QuickISOImage

Please note! This wiki is no longer maintained. Our documentation has moved to https://securityonion.net/docs/. Please update your bookmarks. You can find the latest version of this page at: https://securityonion.net/docs/QuickISOImage.

If you just want to quickly evaluate Security Onion using our ISO image:

1. First, review the Hardware Requirements page.
2. Review the Release Notes page.
3. Download and verify our Security Onion ISO image.
4. Boot the ISO image.
5. At the ISO boot menu, choose the default option.
6. Once the live desktop appears, double-click the "Install SecurityOnion" icon.
7. Follow the prompts in the installer.
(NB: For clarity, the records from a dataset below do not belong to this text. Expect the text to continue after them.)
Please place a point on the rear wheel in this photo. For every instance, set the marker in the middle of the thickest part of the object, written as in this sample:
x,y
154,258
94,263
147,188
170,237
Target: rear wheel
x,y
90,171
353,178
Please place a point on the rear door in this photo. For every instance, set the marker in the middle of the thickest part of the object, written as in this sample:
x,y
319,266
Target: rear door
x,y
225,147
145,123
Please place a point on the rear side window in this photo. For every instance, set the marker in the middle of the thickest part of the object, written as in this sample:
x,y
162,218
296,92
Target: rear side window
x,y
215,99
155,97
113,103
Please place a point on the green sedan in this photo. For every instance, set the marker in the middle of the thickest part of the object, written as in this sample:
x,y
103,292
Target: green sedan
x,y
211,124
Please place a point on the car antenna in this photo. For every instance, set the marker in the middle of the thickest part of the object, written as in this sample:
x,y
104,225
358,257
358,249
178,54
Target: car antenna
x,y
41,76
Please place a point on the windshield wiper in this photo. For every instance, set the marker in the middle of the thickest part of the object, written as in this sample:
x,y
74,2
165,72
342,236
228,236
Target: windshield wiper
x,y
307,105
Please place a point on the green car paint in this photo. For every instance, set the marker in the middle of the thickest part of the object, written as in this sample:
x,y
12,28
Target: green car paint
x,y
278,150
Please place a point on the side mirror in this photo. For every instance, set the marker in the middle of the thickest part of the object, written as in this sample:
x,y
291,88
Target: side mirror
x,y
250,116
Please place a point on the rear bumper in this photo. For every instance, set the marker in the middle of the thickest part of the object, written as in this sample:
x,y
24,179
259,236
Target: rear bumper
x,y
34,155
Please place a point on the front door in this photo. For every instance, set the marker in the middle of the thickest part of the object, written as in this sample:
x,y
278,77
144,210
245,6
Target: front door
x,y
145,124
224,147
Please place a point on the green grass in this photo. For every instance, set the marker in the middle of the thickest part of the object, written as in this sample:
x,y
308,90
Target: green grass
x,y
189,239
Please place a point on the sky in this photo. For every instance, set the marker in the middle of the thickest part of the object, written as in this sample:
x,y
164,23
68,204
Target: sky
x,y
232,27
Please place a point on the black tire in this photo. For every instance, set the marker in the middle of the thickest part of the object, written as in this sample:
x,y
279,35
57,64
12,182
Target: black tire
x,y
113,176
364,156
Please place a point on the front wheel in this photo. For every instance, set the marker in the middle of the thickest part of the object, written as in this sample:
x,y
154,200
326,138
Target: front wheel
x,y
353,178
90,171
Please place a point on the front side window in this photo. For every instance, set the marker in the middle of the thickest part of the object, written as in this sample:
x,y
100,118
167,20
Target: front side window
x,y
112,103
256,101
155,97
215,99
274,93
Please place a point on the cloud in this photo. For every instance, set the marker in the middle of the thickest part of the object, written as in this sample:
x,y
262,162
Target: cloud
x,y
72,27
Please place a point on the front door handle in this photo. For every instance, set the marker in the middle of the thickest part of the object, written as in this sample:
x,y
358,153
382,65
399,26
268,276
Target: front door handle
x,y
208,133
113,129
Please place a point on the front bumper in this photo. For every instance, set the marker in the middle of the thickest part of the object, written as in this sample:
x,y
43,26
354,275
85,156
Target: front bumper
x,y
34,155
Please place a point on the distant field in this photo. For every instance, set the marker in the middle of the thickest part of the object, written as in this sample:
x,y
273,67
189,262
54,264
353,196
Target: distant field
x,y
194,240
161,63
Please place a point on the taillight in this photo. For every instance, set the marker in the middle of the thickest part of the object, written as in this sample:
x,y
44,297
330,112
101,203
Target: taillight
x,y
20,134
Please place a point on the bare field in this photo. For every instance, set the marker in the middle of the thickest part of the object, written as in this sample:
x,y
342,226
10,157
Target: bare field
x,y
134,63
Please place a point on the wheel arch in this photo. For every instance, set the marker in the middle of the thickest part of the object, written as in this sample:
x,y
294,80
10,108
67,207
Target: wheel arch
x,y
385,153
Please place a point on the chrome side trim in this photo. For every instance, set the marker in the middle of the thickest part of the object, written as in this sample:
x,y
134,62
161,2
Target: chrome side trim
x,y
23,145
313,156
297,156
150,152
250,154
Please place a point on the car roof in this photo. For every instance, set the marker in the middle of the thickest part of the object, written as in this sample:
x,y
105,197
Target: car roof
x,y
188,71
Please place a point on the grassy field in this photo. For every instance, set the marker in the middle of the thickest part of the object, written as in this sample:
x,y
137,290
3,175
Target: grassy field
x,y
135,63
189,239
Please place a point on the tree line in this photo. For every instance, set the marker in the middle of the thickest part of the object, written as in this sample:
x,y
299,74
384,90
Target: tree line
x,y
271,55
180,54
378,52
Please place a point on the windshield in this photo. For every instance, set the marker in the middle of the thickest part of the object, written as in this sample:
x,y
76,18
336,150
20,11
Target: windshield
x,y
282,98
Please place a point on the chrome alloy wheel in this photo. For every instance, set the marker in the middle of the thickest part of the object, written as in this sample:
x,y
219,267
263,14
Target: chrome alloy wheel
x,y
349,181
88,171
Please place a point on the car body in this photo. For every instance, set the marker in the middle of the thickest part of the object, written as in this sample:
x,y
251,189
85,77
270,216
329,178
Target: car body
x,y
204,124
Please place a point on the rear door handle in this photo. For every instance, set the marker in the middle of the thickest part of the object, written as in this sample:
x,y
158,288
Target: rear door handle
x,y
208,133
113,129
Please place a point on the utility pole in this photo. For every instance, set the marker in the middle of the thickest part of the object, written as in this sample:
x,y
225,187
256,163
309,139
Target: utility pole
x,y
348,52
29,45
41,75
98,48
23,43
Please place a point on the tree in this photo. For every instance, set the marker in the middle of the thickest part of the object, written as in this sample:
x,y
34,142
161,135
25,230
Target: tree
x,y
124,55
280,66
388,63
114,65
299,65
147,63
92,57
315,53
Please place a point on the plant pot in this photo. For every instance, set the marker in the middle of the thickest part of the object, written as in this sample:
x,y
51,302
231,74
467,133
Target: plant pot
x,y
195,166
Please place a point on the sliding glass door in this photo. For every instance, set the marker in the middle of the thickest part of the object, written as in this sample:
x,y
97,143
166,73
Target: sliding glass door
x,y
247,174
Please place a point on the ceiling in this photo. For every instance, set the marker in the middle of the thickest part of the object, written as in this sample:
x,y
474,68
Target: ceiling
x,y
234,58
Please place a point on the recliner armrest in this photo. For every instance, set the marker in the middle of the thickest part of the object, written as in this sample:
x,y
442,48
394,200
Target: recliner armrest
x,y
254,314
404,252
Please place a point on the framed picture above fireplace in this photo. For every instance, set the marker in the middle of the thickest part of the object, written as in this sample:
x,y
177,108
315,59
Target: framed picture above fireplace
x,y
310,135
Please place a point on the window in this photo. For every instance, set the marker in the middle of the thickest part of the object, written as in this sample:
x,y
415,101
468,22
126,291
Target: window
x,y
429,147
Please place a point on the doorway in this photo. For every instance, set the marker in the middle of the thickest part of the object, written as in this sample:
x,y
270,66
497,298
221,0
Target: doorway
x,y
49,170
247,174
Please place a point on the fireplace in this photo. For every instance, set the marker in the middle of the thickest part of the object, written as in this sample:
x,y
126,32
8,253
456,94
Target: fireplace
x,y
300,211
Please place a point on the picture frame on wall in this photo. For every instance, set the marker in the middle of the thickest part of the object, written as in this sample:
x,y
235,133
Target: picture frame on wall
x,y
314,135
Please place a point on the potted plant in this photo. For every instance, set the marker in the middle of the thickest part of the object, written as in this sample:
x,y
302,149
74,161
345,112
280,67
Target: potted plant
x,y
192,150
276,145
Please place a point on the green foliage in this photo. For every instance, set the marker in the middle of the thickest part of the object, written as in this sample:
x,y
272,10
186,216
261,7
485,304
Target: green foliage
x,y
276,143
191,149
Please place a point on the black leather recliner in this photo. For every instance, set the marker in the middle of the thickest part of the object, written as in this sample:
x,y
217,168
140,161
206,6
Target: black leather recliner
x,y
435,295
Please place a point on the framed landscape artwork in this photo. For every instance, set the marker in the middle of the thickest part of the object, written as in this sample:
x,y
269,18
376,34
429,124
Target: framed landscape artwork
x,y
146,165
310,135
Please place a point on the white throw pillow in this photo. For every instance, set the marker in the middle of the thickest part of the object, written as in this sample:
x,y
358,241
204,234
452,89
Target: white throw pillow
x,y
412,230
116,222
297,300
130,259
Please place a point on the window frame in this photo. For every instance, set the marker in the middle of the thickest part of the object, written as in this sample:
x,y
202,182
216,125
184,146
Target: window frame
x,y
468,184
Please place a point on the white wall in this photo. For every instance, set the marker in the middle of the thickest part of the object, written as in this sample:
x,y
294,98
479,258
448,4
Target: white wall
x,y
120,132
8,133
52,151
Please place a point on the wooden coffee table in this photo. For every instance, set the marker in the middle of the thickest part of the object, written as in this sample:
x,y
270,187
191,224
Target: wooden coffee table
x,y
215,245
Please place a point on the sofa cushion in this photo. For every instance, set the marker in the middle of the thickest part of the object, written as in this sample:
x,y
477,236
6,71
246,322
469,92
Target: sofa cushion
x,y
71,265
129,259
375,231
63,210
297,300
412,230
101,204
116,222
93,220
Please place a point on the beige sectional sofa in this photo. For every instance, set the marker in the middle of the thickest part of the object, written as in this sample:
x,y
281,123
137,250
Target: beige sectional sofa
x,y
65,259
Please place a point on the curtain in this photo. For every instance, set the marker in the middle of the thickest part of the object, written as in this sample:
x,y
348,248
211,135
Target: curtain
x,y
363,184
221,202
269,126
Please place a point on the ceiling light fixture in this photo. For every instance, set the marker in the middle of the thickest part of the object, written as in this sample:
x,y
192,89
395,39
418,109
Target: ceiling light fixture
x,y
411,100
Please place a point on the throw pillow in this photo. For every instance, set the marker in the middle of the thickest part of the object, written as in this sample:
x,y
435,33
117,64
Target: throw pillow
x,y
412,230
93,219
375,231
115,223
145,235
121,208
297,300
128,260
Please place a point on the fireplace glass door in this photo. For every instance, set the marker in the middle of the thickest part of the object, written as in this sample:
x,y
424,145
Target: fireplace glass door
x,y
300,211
If prompted with an encrypt home folder or encrypt partition option, DO NOT enable this feature. If asked about automatic updates, DO NOT enable automatic updates. Reboot into your new installation. Login using the username/password you specified during installation.
8. Verify that you have Internet connectivity. If necessary, configure your proxy settings.
9. Install updates and reboot. If you get any errors relating to MySQL, please see MySQL-Upgrade-Errors.
10. Double-click the Setup icon. The Setup wizard will walk you through configuring /etc/network/interfaces and will then reboot.
11. After rebooting, log back in and start the Setup wizard again. It will detect that you have already configured /etc/network/interfaces and will walk you through the rest of the configuration. When prompted for Evaluation Mode or Production Mode, choose Evaluation Mode.
12. Once you've completed the Setup wizard, use the Desktop icons to login to Sguil, Squert, or Kibana.
13. Finally, review the Post Installation page.